Disco supports SAML 2.0, so any IdP that federates into Okta, Microsoft Entra, Google Workspace, MiniOrange, or another SAML 2.0 compatible provider can be used as the authentication source.
Users cannot log in while the IdP is unreachable. The recovery codes issued when SSO was first enabled allow a single user to bypass SSO for a 24-hour session. Each code can be used only once, and there is no other bypass mechanism.
Disco requires the IdP to send the user’s email, first name, and last name. If any of these attributes are missing from the SAML response, the test connection step will fail even if authentication succeeds.
On each SSO login, Disco syncs the user’s email to match whatever the IdP returns. If a Member’s email changes in the IdP, it updates in Disco on their next login.
No. Disco only re-authenticates with the IdP when a session expires. A disabled user keeps access until their current session ends, at which point the next login attempt is rejected by the IdP. Set a shorter Session Length if you need tighter revocation.
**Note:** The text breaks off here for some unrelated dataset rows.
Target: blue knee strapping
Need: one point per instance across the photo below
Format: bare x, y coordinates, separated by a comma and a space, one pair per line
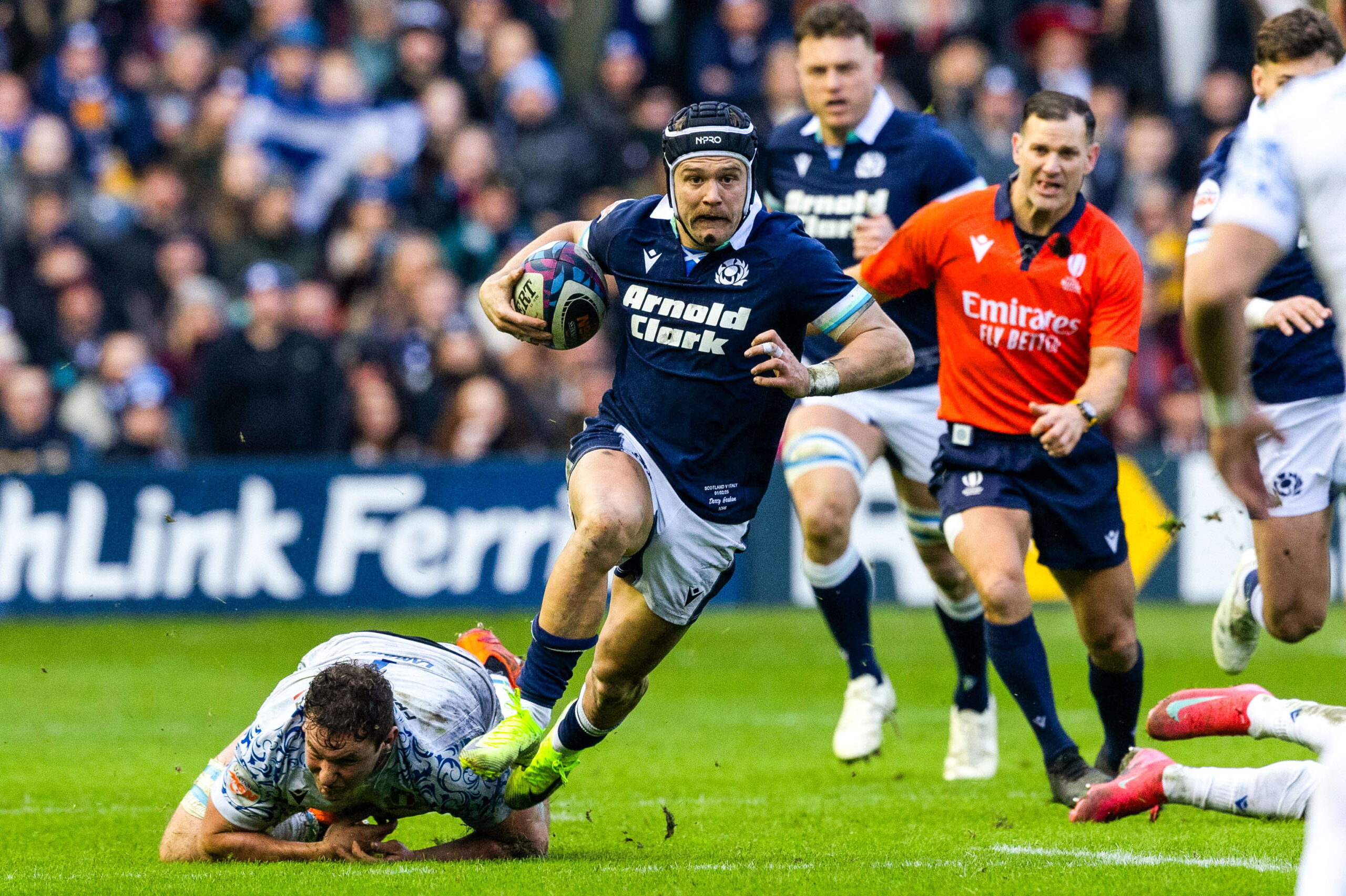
924, 526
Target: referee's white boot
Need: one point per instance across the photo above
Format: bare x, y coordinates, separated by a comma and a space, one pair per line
869, 704
974, 743
1235, 632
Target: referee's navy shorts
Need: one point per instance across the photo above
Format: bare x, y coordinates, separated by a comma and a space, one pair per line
1072, 501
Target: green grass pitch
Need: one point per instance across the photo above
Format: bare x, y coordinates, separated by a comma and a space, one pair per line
105, 724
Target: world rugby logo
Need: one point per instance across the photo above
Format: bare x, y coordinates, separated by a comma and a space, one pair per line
732, 273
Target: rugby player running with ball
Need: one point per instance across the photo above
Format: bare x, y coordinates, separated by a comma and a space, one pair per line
851, 170
714, 295
1283, 584
1038, 297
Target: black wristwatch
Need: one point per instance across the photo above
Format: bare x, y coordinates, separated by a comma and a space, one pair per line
1087, 410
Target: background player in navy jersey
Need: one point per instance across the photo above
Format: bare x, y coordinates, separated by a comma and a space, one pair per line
1284, 583
854, 170
714, 295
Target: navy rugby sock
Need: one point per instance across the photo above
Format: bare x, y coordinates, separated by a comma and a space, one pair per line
843, 591
1022, 661
575, 731
968, 639
1118, 696
548, 668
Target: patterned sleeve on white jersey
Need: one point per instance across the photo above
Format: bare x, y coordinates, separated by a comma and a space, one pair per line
450, 789
1259, 191
247, 793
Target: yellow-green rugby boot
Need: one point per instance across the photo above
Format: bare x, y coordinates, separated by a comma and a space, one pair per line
511, 743
551, 767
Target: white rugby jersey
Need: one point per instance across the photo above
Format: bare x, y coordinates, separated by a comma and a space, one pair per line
443, 699
1289, 169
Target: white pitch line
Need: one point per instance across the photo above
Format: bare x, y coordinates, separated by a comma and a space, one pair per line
1121, 858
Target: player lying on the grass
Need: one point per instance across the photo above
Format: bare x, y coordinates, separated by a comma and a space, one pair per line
1038, 298
854, 143
1150, 779
1283, 584
715, 298
369, 726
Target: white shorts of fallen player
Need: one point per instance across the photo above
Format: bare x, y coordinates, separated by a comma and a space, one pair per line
687, 559
1303, 469
907, 419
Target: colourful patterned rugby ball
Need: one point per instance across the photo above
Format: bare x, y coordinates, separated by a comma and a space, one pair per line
563, 286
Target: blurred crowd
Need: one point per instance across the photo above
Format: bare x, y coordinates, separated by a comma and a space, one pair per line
256, 227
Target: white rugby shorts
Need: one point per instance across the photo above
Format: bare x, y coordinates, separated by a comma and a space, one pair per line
907, 419
687, 559
1302, 469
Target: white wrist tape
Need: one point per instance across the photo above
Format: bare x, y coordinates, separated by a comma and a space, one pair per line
824, 380
1255, 312
1224, 411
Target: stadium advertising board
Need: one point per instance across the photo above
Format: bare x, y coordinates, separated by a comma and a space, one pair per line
322, 536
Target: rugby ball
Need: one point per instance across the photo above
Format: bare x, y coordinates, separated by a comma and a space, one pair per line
563, 286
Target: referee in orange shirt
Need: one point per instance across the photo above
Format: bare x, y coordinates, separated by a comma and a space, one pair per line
1038, 300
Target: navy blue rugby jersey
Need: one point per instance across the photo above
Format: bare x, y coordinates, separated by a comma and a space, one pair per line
1283, 368
681, 382
893, 163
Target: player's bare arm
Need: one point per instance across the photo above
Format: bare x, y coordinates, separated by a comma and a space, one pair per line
875, 353
871, 233
1303, 314
497, 291
1060, 427
1216, 286
221, 841
524, 834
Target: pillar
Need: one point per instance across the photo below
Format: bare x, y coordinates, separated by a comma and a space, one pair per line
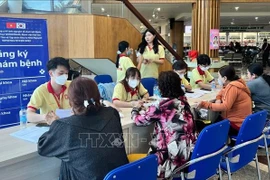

For metadata-based providers, leave automatic metadata refresh on and Disco pulls the new certificate the next time your IdP rotates it. For Google Workspace or Generic SAML, open the Connection Details drawer and upload the new X.509 certificate. At least one certificate must stay on the connection at all times, so add the new certificate before removing the old one.
Open the Enterprise SSO (SAML) card, click the three-dot menu, and choose Disconnect. Confirm the warning. All users revert to email, password, and social login.
No. SSO is all-or-nothing. Once enabled, every user in the Academy authenticates through the IdP.